Acting Minister of Education, Technological and Vocational Training, Senator Lucille Moe, pointed this out recently at the Awards and Appreciation Ceremony for the student artists who worked on the Living Art Wall mural project at the Ministry of Education’s headquarters, Constitution Road, St. Michael.
Senator Moe said the wall, along with the scholarship in Art Therapy, signalled a “movement” and ongoing initiative at the ministry to leverage the Arts to transform the face of the educational system.
“What this ministry sought to capture through this wonderful, creative mural project entitled Living Art Wall was the importance of developing the creative arts in our educational system. This first “Living Art Wall” mural project is, however, just the beginning of wonderful things to come…. Our commitment has even extended to the approval of the discipline of Art Therapy as one of the areas in which Barbadians can receive the prestigious National Development Scholarship,” the minister stated.
She explained that while STEM (Science, Technology, Engineering and Mathematics) continued to be relevant in educational systems worldwide, recent research confirmed that STEM had to become STEAM: Science, Technology, Engineering, Arts and Mathematics, “since the Arts are critical not only for showcasing students’ creativity, but also for fostering their ability to think both practically and abstractly”.
The senator said the Arts assisted students in developing 21st century skills, such as problem solving, communication and collaboration, which education officials encouraged in the local education system “at all levels”.
She further noted that the ministry intended to use murals across primary and secondary school plants to beautify them, adding that art helped students to become better learners.
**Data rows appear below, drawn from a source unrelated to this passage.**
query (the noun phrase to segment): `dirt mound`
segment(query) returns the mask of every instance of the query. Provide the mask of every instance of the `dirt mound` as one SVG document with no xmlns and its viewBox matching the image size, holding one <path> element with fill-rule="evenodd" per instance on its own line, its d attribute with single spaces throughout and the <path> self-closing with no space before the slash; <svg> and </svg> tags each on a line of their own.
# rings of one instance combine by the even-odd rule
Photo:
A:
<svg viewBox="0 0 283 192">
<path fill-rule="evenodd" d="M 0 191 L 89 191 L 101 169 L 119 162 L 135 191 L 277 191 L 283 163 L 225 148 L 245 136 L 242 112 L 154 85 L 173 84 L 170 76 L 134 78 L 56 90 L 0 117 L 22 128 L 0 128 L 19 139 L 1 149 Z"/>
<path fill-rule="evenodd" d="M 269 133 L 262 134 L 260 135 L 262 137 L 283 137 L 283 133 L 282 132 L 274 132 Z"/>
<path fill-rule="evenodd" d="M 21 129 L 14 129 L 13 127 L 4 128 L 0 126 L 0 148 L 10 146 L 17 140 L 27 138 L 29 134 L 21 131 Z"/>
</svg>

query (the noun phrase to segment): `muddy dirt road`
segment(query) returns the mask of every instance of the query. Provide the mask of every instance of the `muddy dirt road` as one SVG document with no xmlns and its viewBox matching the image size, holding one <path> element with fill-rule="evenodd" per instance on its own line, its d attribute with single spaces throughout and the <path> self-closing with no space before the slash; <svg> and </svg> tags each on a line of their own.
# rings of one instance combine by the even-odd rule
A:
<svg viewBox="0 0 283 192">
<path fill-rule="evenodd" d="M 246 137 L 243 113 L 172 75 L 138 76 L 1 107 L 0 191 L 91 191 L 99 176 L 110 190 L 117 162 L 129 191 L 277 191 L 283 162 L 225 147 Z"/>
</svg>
“Through a strategic approach by this ministry to mural making across schools, and hopefully in other public spaces, we hope to secure the legacy of our country’s varied master muralists, like Mark Maynard, Omowale Stewart and our own Don Small, whose expertise and passion for his craft is evident in the work that we celebrate today. It is hoped that for you students, this will not be the end of your artist’s journey, but will signal a new beginning.
“Along with your work for CSEC Visual Arts and CAPE Art and Design, the successful completion of this project hopefully enabled you to see what you are capable of accomplishing not only artistically, but in any other area of your lives where hard work and dedication are required,” the senator surmised.